И внезапным нежным движением она коснулась двумя пальчиками его щеки.
- Расскажите, Клод, что с вами происходит, - прошептала она. - Что
случилось?
Он задрожал.
- Случилось... Случилось то, что он умер!
Он выдохнул эти слова, хрипло, словно у него шла горлом кровь.
- Он мертв, - повторил он с отчаянием. Его замучили ирокезы... Они
пытали его! Они съели его! Они съели его сердце! О Себастьян, друг мой!..
Они съели твое сердце, а я предал тебя!
И внезапно он разразился ужасными рыданиями, которые свойственны
мужчинам только в моменты крайнего отчаяния и случаются очень редко.
Анжелика предчувствовала этот взрыв.
События приняли тот оборот, о котором она уже догадывалась. Новость о
смерти Святого Отца д'Оржеваль, убитого годом раньше на берегах Гудзона,
дошла из Парижа в Новую Францию официально только сейчас. Вся колония была
шокирована, и Ломенье не являлся исключением.
Она подошла и с сочувствием обняла его. А он повернулся к ней и
разрыдался на ее плече. Анжелика прижала его к себе, ожидая пока граф
успокоится.
Она почувствовала, что он приходит в себя. Она поняла, что ему очень
не хватало сочувствия и дружбы в тот момент, когда это стало известно.
Сейчас ему стало легче.
Чуть позже он поднял голову, его взгляд был стыдливым.
- Простите меня.
- Ничего. Теперь все прошло, - сказала она.

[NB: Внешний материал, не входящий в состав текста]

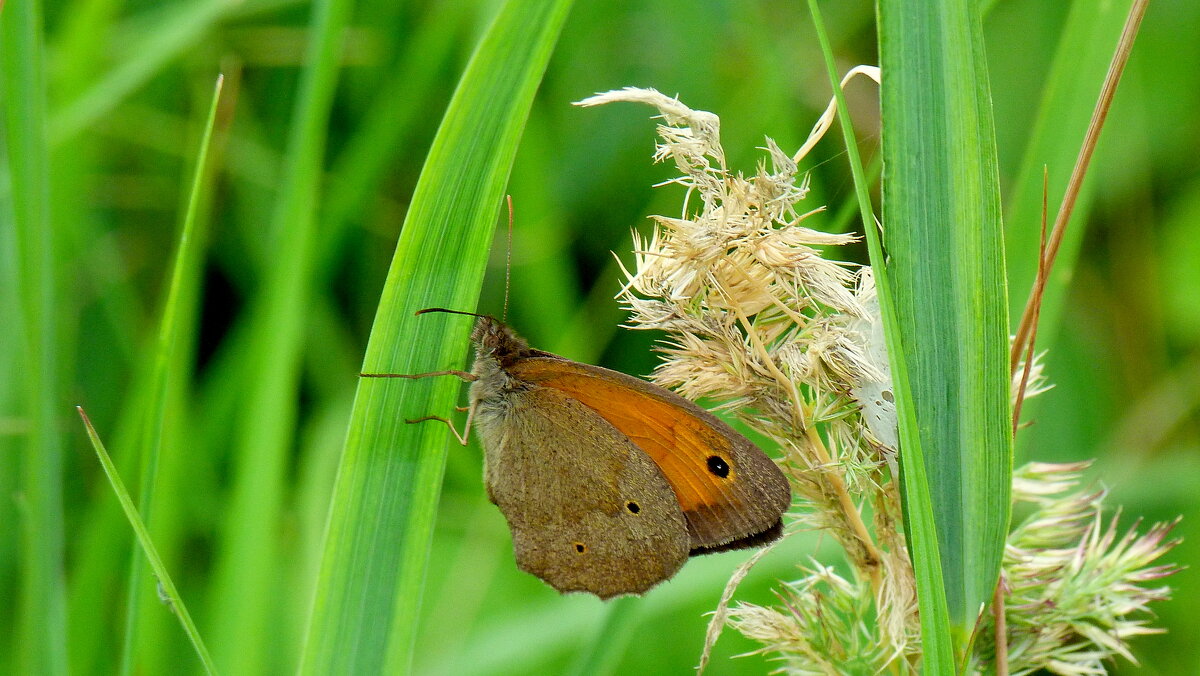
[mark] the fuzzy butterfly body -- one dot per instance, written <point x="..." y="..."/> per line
<point x="609" y="483"/>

- Простите меня за мои слова. Мои обвинения теперь мне кажутся
ничтожными.
- На самом деле они такие и есть.
- ...А мои подозрения - безосновательны.
- Вот и хорошо.
- Мне уже лучше. Я не знаю, что на меня нашло. Вы всегда были мне
другом, настоящим другом. Я это знаю. Я это чувствую. Я всегда это
чувствовал. Незаменимый друг. И ничто так не ранит, как подлые слухи и
домыслы, которые отравляют дружбу и внушают мысли о предательстве.
Он вытирал глаза и казался ослабленным, как после обморока.
- Ну как же вас не опасаться? - он снова заговорил тоном, похожим на
тот, каким начал. - Я прибыл сюда, настроенный довольно решительно,
полностью согласный с Себастьяном, который проявил к вам недоверие; я
хотел наконец сказать вам все, что считал нужным, пусть это и привело бы к
разрыву. Я готов был потерять вашу дружбу, несмотря на то, что испытывал
симпатию к вам и вашему супругу. И вот я плачу на вашем плече, как
ребенок.
- Нет, не нужно стыдиться этого порыва, шевалье. Я не склонна
рассуждать о темах, которые вы знаете лучше меня, но вспомните о Христе,
который искал душевного успокоения именно в кругу своих друзей.